Ya sé que soy una persona a la cual le cuesta agradar a los demás, que tiene un carácter “difícil”, pero los amigos que tengo, son los que han sabido mirar más allá de esta mala primera impresión, de esta mala máscara y mala carta de presentación y han descubierto a una persona que daría la vida por ellos. Yo doy la vida por mis amigos, la daría y la he dado. Yo sufro mucho por mis amigos, lloro por ellos; si ellos están mal, yo estoy mal; si ellos son felices, yo soy feliz; lamento sus derrotas y celebro sus victorias. Los amo con una intensidad inescrutable. Pero no me los follo. Esa es la única diferencia entre el amor y la amistad: el acto carnal. El sentimiento es exactamente el mismo: amor. Al fin y al cabo, las mujeres vienen y van, y no con todas estableces una amistad sincera. Pero son tus amigos, los que se cuentan con una mano, los que siempre están ahí, llueva, nieve, haga sol o tormenta. Siempre

Por eso me duele tanto, cuando las cosas no me van bien con dichos amigos; enfermo y enloquezco a niveles realmente insoportables para las personas que me rodean insoportables incluso para mí mismo. He tenido la desgracia de perder a varios de mis mejores amigos para siempre debido a estos desajustes y,  creedme, no hay peor dolor que decir adiós a un amigo, a alguien que amas tanto, por el que has hecho tanto, y recíprocamente, él ha hecho por ti. Solo hay dos cosas que duelen más que despedir a un amigo y no pienso decirlas para no herir mi propia sensibilidad.

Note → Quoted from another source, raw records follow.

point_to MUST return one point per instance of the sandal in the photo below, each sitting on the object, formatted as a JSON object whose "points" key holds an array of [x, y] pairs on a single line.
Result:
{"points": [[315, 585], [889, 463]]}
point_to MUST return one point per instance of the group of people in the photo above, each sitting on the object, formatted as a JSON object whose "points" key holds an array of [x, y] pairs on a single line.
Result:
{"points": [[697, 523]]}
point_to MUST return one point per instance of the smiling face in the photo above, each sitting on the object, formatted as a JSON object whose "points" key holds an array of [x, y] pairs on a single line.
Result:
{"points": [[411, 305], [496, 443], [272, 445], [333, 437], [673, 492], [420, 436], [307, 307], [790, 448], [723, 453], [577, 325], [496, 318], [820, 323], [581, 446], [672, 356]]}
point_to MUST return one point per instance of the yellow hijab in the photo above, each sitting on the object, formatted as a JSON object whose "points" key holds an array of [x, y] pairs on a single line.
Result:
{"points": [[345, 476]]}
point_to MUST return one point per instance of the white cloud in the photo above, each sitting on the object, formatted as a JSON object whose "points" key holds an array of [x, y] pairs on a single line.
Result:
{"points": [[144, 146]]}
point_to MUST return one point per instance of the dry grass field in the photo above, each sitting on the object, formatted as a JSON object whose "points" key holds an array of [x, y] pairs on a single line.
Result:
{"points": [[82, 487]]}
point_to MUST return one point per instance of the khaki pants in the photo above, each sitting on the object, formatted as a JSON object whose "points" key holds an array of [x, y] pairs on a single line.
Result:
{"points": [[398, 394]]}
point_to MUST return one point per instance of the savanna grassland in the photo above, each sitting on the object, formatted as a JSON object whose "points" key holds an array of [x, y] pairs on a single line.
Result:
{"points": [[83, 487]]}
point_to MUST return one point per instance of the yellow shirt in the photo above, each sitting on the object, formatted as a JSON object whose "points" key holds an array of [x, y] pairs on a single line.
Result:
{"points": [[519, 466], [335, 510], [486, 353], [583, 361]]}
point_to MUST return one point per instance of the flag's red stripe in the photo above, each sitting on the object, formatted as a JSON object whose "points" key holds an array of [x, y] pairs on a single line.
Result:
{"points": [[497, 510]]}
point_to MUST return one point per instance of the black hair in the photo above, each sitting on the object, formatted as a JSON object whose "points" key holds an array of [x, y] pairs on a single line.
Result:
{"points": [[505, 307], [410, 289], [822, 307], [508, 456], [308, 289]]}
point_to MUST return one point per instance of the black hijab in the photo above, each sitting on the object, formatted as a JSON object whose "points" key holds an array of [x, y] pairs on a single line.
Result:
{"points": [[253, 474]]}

¿Y sabéis?  Estoy harto de esta faceta mía, de esta primera impresión, de ser tan irritable, tan irascible, de enfadarme por tonterías y herir a las personas que me rodean, a mis amigos; de esta hipersensibilidad crónica que te hace hacer un universo de un grano de arena. De tener a un fantasma, siempre detrás de mí, con un traje estampado con la palabra “soledad”. De sentirme terriblemente solo cuando en verdad estoy rodeado de gente que cada día demuestra que está mi lado, en lo malo y en lo bueno. De necesitar siempre atención continua, de depender de alguien, que no sea yo, para ser feliz, de estar siempre encima reclamando más, y más y más y más…  Porque les amo y se me parte el alma cada vez que les hago sufrir.

Por eso os digo que “si mi puño se cierra, ábrelo, antes de que lo use y pierda mi encanto; y cuando sonría, dame malas noticias, antes de que ría y actúe como un payaso. Y si trago algo malo, pon tu dedo en mi garganta, y si tiemblo, por favor, dame una manta; mantenme caliente, déjame tu abrigo” 


...because no one knows what it’s like, to be the bad man, to be the sad man, behind blue eyes.